1 Introduction
As an organization’s infrastructure, platforms, software, and its data increasingly spans across the traditional organizational boundaries into the cloud, and so should IAM. Although cloud providers give varying levels of security and monitoring of users, the enterprise needs to have clear visibility on what users have access to and what they are doing with it, while applying consistent security controls regardless of whether it’s in the cloud on or on-premise. The management of user identity, access, and its governance must evolve into services that can meet this need.
Initial cloud IAM offerings included the same IAM capabilities as on-premises IAM while targeting new capabilities required to meet the use case of their time. Where traditional on-premises IAM sought to address the access control to the web-based application of the day, cloud IAM also needed to address the demands of more current access requirements such as mobile uses cases, providing programmatic APIs for integrations and automation, and adaptive or more contextual access controls. Single-Sign-On (SSO), once an add-on or separate on-premises offering, now comes frequently as a baseline cloud IAM capability.

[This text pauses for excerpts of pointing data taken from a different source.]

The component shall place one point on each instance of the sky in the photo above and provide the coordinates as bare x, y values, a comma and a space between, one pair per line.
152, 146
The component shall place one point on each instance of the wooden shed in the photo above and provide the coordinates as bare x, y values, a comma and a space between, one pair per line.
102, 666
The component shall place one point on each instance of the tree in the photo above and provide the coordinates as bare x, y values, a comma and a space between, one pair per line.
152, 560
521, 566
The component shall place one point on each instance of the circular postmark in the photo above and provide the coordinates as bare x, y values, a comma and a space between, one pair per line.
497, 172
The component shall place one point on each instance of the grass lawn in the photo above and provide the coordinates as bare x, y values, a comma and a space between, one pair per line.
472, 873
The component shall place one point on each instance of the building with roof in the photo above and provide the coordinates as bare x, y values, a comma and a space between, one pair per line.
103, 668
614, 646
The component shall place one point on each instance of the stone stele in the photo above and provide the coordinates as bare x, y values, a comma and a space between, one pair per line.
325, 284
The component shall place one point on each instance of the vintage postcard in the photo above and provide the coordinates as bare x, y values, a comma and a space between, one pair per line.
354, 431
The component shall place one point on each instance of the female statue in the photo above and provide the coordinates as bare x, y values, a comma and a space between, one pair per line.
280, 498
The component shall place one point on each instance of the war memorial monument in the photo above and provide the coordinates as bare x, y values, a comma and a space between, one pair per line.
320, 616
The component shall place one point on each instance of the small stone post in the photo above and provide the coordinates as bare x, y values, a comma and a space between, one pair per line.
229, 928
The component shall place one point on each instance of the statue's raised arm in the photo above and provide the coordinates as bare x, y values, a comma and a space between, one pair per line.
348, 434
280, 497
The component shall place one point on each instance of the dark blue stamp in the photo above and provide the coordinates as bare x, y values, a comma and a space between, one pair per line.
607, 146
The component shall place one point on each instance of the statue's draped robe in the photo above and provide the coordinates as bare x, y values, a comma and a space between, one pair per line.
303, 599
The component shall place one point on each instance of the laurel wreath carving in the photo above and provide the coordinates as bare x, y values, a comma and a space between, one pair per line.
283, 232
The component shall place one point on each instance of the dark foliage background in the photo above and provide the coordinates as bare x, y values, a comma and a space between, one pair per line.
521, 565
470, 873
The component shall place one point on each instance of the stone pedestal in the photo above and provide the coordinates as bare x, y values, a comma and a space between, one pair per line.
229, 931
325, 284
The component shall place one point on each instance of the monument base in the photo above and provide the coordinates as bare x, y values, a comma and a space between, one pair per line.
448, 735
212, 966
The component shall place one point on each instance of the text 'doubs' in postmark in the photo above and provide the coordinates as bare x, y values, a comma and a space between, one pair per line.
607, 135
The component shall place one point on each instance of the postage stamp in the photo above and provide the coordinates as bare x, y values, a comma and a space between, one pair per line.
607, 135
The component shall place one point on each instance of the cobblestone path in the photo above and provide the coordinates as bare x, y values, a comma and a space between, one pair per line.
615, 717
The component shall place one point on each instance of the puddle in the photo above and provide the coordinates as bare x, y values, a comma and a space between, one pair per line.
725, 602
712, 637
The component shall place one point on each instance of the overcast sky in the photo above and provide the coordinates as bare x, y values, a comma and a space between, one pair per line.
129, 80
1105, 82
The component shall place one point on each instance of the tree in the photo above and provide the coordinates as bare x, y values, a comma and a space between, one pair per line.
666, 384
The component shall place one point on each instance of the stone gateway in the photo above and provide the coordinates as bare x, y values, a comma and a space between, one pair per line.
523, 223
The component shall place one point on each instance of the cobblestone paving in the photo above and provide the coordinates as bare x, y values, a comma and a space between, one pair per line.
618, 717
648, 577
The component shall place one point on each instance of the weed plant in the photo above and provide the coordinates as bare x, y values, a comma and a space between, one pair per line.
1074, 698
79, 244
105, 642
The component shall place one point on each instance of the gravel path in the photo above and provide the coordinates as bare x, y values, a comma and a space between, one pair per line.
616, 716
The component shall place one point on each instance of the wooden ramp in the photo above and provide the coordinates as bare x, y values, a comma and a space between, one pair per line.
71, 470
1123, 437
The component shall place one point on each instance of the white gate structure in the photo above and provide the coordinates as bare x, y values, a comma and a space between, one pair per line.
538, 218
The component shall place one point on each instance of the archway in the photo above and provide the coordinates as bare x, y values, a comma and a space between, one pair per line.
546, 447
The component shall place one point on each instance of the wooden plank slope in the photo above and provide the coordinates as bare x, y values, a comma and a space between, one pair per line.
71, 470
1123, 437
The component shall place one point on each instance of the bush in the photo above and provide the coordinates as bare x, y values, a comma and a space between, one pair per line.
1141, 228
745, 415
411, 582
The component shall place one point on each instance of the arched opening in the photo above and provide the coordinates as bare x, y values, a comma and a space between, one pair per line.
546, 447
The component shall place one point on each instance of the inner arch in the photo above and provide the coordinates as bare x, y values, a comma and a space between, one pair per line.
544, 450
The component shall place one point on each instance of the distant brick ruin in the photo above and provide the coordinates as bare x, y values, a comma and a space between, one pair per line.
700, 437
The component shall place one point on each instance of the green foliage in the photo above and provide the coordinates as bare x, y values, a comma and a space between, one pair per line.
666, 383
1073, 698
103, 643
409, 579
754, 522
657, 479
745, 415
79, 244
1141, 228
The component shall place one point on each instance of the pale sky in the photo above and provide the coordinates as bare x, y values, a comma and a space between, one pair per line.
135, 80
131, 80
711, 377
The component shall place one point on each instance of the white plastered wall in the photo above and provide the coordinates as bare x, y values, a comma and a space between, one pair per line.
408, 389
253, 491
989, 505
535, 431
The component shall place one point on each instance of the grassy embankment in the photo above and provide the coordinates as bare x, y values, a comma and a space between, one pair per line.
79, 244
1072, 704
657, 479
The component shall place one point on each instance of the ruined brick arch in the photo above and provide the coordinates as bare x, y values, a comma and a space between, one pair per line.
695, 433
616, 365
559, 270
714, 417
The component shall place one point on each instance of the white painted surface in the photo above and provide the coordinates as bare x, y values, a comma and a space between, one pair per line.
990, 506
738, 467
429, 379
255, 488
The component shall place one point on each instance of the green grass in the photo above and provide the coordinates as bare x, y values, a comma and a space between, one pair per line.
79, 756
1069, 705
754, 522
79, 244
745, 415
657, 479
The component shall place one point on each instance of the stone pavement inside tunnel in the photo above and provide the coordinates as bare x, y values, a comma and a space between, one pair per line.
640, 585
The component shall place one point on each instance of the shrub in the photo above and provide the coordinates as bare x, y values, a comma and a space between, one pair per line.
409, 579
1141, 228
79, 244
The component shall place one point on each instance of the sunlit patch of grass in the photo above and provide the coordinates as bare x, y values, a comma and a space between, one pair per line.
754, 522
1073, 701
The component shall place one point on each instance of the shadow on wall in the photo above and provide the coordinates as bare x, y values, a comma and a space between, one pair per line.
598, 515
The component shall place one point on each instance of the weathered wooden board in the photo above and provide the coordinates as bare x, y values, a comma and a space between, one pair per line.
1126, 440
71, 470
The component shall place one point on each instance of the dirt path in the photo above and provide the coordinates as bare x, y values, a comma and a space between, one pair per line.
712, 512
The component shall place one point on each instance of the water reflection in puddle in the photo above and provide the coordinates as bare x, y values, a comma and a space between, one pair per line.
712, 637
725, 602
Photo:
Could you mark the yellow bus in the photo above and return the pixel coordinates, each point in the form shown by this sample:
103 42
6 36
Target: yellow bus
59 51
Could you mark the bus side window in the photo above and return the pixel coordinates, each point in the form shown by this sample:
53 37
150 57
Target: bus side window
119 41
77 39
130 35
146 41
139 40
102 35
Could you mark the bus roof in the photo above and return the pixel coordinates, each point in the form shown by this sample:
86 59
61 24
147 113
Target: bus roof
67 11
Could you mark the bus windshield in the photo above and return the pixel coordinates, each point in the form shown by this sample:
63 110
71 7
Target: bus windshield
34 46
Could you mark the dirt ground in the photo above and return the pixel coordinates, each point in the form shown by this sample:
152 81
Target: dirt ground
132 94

Identity Governance and Administration (IGA) was initially driven by regulations such as SOX, that required organizations to ensure separation of duties (SOD) as a means to prevent accounting fraud, not to mention the other mandates such as ITGC, HIPAA, HITECH, FedRAMP, PCI, FFIEC. Tracking the user Joiners/Movers/Leavers, user account reconciliations and user access to resources became required to keep an organization in compliance. Access Governance (AG) has grown out of not only an organization’s need to comply with existing regulation mandates but also to manage risks more strategically. In the simplest terms, access governance manages who has access to what data, applications, and services. It must monitor and report on potential risky access by users. It must also prevent access to resources that would violate any laws or regulations by applying access permission controls based on an organization’s policies.
Where IAM systems are rooted in existing infrastructure, it can be difficult to replace or extend to meet current or future business requirements. Flexibility in integration options with existing systems and applications, along with deployment options is critical for the speed of replacement or extension of existing IAM solutions. Also, where provisioning of user identities and access is conducted manually outside of legacy IAM solutions, tools to implement automated workflows can be beneficial in reducing the cost and need for manual processes.
Consumer Identity and Access Management (CIAM) is a growing sector of the IAM market targeted to meet evolving organizational requirements to not only support employees but customers and citizen use cases too. To that end, many businesses and public-sector organizations are finding that they must offer a better experience to its users while gathering additional information about those users accessing their services. The ability to collect, store, and analyze user data provides more sales opportunities and increases brand loyalty.
Pirean is a medium sized company founded in 2002 with offices in London and Sydney. Their company provides a Consumer and Workforce IDaaS platform with a focus on simplifying how IAM capabilities are delivered for their customers enterprise web and mobile applications. Pirean's clientele includes the financial, insurance, retail, government and telco sectors, with deployments at the London Stock Exchange, Intellectual Property Office, Prudential, Telefonica, Sainsbury’s, BP, and Compass to name a few.